100% agree. I'm going through the process of running everything locally non-AWS and trying to update things as I go.

2) The “running on batch mode” instructions should be updated. In step 2, the “CreateGuesses” task is missing in the pipeline itself, and in step 3, the “AllSummaries” task needs to be updated according to a comment in the file itself. I’m not sure if the “AllSummaries” task works as expected or if that comment should be deleted.

Thanks! Feel free to submit pull requests that fix specific issues you find.
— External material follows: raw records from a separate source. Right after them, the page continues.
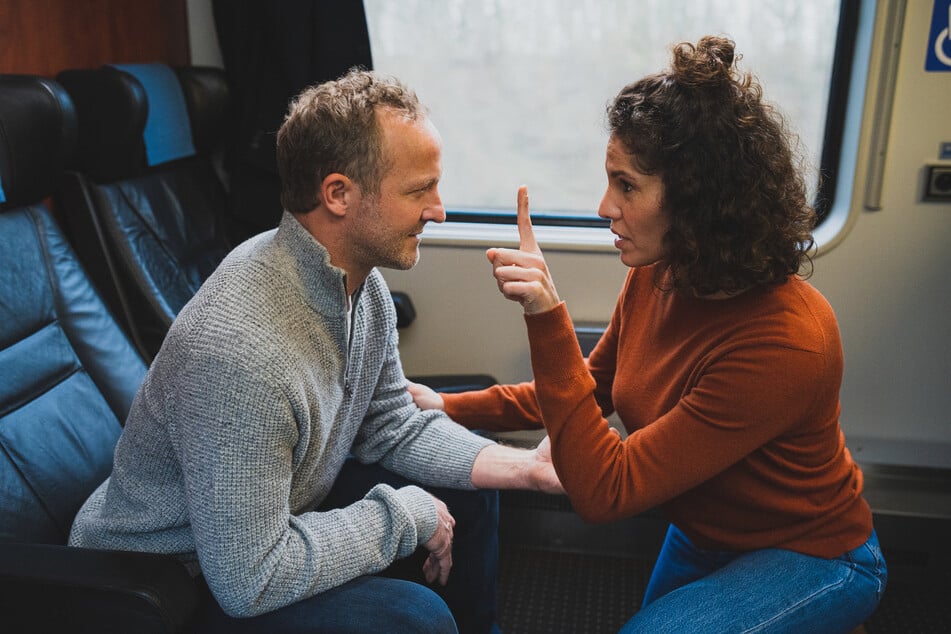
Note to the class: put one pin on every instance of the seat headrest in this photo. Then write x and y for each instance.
(111, 107)
(138, 115)
(37, 138)
(168, 133)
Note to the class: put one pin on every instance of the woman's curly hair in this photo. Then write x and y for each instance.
(736, 199)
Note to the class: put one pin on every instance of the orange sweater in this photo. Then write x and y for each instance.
(731, 408)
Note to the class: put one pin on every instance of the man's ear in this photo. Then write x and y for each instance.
(338, 193)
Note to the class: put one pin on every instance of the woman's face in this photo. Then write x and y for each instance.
(632, 202)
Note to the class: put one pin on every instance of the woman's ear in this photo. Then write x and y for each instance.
(338, 193)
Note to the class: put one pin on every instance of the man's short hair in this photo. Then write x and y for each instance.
(333, 128)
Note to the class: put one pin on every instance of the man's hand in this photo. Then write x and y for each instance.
(439, 563)
(522, 274)
(546, 480)
(425, 396)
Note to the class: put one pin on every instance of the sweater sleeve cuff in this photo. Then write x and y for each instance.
(421, 508)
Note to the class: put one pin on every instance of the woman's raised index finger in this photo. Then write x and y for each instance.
(526, 235)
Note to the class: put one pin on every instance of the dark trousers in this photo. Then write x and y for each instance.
(471, 590)
(397, 600)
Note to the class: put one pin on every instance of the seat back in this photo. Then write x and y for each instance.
(67, 372)
(145, 206)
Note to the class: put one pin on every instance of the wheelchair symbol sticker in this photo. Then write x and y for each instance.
(939, 41)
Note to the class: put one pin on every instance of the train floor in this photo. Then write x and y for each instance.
(560, 576)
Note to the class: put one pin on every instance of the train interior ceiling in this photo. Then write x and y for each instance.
(883, 260)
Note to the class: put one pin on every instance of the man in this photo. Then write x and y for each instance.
(235, 453)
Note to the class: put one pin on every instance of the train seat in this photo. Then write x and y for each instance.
(68, 375)
(146, 205)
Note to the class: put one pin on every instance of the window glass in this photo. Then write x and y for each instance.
(518, 88)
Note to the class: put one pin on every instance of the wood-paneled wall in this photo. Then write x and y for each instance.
(43, 37)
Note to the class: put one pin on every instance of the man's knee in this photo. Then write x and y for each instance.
(420, 610)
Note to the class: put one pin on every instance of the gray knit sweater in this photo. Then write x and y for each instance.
(244, 421)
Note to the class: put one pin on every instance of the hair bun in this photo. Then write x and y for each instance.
(710, 61)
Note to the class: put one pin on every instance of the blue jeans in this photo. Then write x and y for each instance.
(397, 600)
(769, 590)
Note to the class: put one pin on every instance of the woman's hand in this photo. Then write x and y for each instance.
(425, 396)
(522, 274)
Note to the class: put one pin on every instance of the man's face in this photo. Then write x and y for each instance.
(387, 229)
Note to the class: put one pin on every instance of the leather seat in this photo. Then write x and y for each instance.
(150, 227)
(68, 375)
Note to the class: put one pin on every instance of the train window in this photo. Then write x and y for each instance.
(518, 88)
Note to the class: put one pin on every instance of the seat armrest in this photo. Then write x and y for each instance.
(46, 587)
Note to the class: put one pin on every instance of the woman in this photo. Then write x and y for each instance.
(722, 363)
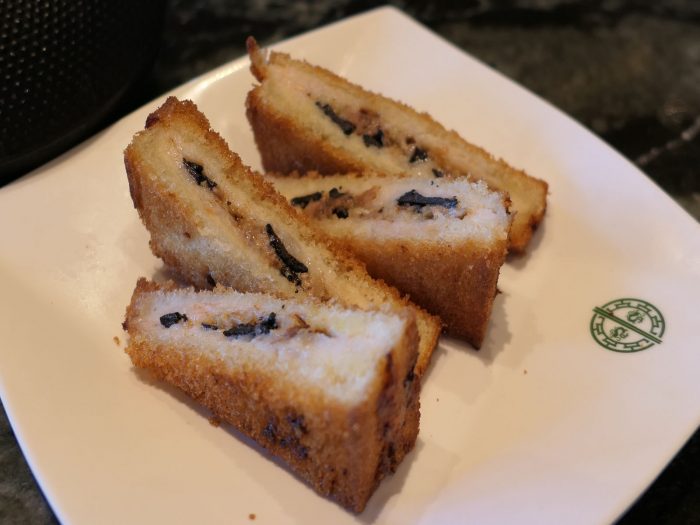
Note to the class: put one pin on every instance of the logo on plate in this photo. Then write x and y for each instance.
(627, 325)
3) This is pretty minor, but it might be helpful to include the modification of using “—local-schedule” in the Luigi targets for those running Qanta without Spark.

While I think it would be useful to give this as a hint, Spark is still useful on multicore machines to speed things up that it should be part of the "standard" use case that we suggest.

(For the simplified system we hope to put out in the near future, we'd probably want to ditch both Spark and Luigi.)

4) Could I get some documentation for the Luigi parameters in the TrainGuesser and GenerateGuesses tasks? It seems that GenerateGuesses specifies TrainGuesser as a dependency, so is there any way to save the model and reuse it for GenerateGuesses?